2004 Argentinian musical

Teresa, la Obra en Musical is an Argentinian musical based on the life of Mother Teresa of Calcutta. The show's book is by Julián Collados, with music by Juan Manuel Bevacqua, based on an idea by Tito Gabriel. Vicky Buchino starred as the titular protagonist. The show primarily covers about 30 years of Mother Teresa's life, from the late 1940s until 1979.

== Production ==
Teresa, la Obra en Musical premiered in December 2004 at the Lola Membrives Theater in Buenos Aires. The librettist, Julián Collados, also directed. The show was choreographed by Laura Scorza, with set design by Juan Pablo Villasante. The production had 25 actors. Later productions had larger casts of around 30 people. In 2005 it had a 5-month run at the Teatro La Comedia. In 2006, it had ten performances in Santiago, Chile.

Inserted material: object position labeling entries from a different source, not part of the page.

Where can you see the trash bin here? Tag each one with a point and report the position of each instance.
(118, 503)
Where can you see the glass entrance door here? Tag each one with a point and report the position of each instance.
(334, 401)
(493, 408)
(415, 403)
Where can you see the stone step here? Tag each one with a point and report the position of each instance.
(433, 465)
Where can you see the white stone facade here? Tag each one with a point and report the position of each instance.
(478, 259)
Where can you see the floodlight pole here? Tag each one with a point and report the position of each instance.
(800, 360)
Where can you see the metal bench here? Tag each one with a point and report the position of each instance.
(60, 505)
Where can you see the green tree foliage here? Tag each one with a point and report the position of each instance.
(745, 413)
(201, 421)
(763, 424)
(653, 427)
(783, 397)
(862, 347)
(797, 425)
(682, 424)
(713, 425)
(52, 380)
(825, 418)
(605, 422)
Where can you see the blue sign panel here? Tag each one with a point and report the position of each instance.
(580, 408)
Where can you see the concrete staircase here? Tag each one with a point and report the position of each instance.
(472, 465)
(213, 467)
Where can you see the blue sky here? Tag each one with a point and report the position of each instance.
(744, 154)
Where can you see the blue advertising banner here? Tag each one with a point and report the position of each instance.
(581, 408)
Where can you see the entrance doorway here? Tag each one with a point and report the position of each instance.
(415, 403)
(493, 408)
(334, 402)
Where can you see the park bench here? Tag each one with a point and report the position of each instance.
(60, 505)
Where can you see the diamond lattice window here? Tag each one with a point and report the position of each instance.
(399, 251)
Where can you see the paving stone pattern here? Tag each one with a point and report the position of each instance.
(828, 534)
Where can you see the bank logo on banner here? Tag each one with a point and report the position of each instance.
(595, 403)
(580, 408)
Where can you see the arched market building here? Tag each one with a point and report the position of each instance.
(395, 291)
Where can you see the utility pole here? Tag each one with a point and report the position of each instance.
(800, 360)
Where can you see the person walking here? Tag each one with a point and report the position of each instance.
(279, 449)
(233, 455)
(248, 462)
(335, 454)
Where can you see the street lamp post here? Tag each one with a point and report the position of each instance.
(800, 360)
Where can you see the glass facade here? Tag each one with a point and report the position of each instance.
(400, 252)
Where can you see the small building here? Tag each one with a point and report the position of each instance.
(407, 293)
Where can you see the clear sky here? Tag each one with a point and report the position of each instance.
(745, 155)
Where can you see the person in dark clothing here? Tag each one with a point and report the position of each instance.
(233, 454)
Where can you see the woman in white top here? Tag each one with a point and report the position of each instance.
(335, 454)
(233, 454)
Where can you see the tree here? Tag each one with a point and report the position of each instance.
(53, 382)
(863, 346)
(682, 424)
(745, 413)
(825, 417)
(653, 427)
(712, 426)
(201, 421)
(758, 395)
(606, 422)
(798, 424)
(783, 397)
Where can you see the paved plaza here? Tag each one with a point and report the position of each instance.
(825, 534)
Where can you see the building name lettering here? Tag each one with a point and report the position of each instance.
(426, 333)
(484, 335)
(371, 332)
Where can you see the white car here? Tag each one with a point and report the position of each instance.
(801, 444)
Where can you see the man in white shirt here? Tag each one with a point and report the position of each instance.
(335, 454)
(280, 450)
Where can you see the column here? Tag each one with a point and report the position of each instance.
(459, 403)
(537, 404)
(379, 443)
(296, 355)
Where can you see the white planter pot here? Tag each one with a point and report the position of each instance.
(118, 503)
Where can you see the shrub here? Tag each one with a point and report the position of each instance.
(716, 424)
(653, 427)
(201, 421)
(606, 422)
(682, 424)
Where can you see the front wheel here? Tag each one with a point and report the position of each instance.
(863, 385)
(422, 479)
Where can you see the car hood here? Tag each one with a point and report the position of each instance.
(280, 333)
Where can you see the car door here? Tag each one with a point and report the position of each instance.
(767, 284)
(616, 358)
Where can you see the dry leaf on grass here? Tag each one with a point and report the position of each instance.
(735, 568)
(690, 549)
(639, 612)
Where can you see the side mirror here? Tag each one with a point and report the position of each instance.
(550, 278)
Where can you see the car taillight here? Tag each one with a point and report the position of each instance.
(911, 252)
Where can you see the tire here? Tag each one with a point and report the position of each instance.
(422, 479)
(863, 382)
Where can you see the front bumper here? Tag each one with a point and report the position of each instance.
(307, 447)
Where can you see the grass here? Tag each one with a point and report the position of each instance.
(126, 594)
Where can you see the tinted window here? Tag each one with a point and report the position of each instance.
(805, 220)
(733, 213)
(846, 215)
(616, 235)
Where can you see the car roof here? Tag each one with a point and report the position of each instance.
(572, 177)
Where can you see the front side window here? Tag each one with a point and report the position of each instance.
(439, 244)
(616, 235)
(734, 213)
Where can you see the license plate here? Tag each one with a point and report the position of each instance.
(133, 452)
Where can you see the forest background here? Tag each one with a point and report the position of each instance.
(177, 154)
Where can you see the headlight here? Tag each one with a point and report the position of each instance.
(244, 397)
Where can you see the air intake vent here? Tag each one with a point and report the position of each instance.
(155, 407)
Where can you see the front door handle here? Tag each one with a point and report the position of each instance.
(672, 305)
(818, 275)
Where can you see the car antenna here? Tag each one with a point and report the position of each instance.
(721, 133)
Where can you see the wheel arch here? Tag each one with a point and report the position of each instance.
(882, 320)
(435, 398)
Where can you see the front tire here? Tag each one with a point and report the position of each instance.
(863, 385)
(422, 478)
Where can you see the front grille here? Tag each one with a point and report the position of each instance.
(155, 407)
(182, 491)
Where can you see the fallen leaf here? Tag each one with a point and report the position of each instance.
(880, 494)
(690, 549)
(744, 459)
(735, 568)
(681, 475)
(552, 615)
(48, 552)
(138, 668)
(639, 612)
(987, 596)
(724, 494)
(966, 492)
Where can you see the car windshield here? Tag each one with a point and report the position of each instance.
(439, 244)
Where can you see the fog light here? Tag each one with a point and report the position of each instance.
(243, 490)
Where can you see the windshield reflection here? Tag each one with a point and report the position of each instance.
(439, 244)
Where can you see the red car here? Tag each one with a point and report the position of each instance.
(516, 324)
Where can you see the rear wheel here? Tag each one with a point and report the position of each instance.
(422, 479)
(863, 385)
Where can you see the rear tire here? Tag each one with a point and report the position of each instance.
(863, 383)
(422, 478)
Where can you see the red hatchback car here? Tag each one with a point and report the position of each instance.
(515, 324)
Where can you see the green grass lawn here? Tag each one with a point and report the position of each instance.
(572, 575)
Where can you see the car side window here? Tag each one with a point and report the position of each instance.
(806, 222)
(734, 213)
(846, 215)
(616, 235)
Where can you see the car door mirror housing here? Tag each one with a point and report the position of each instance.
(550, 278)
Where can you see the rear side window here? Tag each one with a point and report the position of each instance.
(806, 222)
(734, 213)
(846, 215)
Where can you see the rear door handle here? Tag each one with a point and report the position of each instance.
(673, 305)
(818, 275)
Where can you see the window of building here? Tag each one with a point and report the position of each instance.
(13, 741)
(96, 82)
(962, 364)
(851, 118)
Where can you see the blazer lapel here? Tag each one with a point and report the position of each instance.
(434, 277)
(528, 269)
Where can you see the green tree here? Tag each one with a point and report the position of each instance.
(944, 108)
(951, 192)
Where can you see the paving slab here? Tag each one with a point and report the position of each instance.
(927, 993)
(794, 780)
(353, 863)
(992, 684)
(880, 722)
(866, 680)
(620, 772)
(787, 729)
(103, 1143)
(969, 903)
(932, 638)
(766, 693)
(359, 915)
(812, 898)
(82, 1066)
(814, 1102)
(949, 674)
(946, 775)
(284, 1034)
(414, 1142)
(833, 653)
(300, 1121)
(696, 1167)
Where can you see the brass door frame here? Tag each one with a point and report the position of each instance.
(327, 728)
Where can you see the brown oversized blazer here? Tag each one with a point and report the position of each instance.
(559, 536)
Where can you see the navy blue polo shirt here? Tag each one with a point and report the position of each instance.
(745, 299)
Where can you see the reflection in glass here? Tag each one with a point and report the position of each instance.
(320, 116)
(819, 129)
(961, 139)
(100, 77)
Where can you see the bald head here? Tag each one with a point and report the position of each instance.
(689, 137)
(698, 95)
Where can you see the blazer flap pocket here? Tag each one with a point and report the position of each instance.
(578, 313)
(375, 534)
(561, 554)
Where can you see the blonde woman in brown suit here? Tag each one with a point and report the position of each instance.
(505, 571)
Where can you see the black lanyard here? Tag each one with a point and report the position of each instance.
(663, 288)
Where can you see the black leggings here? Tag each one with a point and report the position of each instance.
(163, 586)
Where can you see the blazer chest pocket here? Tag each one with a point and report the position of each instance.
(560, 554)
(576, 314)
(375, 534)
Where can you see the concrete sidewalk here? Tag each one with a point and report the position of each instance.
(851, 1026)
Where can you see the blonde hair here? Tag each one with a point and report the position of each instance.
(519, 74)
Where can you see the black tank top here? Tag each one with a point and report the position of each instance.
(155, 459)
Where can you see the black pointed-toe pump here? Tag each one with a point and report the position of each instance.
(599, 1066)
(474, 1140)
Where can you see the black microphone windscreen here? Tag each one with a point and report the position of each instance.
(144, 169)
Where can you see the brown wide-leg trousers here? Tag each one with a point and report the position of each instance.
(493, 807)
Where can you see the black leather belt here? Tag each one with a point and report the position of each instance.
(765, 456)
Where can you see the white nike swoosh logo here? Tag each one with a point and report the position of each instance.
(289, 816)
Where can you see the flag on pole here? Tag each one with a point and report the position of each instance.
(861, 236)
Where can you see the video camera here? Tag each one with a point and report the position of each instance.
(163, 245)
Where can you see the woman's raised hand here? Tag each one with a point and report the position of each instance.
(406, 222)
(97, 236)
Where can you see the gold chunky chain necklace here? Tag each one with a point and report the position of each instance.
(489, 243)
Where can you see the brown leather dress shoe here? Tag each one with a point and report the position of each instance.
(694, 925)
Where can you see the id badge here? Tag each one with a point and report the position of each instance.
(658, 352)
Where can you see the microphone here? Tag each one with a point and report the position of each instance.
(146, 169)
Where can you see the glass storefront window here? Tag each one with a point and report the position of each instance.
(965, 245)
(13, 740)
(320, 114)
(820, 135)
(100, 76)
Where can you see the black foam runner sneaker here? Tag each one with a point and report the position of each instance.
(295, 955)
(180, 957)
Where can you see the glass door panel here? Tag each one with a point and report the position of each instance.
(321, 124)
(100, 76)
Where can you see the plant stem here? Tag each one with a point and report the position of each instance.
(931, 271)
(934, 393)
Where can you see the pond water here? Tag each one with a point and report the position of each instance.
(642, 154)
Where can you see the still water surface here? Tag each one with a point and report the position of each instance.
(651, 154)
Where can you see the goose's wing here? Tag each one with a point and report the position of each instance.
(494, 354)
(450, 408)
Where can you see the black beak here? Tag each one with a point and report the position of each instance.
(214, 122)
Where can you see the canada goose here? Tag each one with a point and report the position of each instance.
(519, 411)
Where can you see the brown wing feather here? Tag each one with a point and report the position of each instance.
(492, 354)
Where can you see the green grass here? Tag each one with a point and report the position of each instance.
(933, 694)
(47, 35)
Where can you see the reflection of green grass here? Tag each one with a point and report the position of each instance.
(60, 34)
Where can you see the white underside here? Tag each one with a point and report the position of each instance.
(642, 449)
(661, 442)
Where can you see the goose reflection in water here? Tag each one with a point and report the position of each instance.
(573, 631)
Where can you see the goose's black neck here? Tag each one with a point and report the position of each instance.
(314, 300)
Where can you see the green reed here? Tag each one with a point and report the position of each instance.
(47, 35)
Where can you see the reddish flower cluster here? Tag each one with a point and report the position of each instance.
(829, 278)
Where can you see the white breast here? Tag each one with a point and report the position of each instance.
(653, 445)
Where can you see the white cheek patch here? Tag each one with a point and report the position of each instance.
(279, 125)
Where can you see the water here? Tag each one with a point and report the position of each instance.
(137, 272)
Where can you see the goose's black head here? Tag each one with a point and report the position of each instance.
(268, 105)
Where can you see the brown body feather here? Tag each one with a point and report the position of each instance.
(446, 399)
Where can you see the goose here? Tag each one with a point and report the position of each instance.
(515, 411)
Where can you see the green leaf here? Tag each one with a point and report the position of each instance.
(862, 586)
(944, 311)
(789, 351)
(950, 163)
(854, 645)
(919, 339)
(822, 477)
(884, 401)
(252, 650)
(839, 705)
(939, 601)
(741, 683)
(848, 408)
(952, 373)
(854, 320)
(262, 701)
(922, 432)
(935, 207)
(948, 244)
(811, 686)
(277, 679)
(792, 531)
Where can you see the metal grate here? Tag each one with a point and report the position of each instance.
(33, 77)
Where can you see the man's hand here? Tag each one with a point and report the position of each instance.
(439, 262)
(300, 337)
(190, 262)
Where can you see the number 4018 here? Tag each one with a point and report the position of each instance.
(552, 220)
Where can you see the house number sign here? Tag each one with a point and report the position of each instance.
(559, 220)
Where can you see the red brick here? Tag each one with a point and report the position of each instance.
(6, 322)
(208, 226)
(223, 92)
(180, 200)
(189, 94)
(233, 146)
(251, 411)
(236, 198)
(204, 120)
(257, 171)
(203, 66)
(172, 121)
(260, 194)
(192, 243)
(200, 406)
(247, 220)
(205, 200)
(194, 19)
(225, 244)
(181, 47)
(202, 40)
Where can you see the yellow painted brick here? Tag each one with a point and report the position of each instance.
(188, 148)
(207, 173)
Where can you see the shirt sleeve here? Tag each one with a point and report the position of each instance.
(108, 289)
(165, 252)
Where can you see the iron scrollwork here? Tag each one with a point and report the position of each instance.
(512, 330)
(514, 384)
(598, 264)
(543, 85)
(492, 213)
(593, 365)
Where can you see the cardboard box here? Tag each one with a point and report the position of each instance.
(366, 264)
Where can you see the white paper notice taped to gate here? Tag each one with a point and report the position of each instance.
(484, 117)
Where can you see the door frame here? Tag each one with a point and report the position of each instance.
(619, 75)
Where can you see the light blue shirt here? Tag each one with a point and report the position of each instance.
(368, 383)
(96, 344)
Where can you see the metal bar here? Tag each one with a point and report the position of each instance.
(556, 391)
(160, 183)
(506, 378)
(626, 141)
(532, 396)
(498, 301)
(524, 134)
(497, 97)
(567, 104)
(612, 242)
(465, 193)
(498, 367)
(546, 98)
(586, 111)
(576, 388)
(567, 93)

Productions have also been held in San Fernando, San Isidro, Formosa Province in 2007 at the Youth Amphitheater, and in La Plata, where it was performed in front of the Cathedral for its founding anniversary.

The show was presented on October 26, 2008 as part of the Spring Buenos Aires program, in the Amphitheater of the Costanera Sur (Puerto Madero). This performance coincided with the 30-year celebration of the beginning of the Pontificate of John Paul II, and the fifth anniversary of the Beatification of Mother Teresa of Calcutta. Approximately 2,000 people attended.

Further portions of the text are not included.